Review: Zonia’s Rain Forest by Juana Martinez-Neal

Review: Zonia’s Rain Forest by Juana Martinez-Neal

Most of us, as least in North America, have never ventured into the rainforest. What animals might we find there? What plants bloom, what birds sing, and what bugs crawl through the trees? Dive into Zonia’s Rain Forest and explore the mysteries of the Peruvian Amazon through the eyes of a curious young Indigenous child.

Beautifully illustrated by the author, this children’s book follows Zonia, an Asháninka girl who never fails to see the wonder of the flora and fauna surrounding her. When she encounters a section of forest that has been clear-cut, she realizes it is time to act. The book ends on this note, a sort of call to action not only for Zonia but for all of us.

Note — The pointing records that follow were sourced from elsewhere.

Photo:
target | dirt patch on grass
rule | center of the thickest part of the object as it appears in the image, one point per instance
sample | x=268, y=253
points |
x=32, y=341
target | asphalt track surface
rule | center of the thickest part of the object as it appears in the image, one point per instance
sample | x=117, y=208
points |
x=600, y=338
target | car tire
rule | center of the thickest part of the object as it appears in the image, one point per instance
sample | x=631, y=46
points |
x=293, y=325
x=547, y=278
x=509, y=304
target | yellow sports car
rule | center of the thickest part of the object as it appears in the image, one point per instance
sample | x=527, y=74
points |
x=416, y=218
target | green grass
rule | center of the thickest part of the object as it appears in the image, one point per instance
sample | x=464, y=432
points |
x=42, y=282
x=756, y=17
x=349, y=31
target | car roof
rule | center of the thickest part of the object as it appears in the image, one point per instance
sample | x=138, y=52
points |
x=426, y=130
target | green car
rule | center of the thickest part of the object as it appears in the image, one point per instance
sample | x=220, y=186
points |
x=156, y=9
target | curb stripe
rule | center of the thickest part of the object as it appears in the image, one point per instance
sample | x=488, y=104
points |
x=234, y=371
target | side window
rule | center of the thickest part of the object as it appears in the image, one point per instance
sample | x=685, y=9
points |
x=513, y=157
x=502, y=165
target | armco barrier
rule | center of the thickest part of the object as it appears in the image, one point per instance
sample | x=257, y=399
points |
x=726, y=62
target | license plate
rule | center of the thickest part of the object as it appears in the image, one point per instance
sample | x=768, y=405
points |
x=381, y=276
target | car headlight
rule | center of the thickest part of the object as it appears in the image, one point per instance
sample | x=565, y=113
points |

This book is fantastic, not only as a story time special, but also as an educational resource perfect for starting conversations on environmental issues like deforestation, and how this and other capitalist dangers affect Indigenous populations. Martinez-Neal includes several informative sections at the end of her book, detailing facts about the Amazon, the Asháninka, and the animals and plants featured in this colourful read. There is also a one-page translation in Asháninka and a list of online resources for those wishing to learn more.

Overall, Zonia’s Rain Forest is well-written, but its biggest value is in the way Martinez-Neal incorporates Indigenous culture, environmental protection, and natural sciences into a sweet bedtime story. This book is a must-have in every classroom and private collection!

Zonia’s Rain Forest is available through Penguin Random House or Amazon in English and Spanish.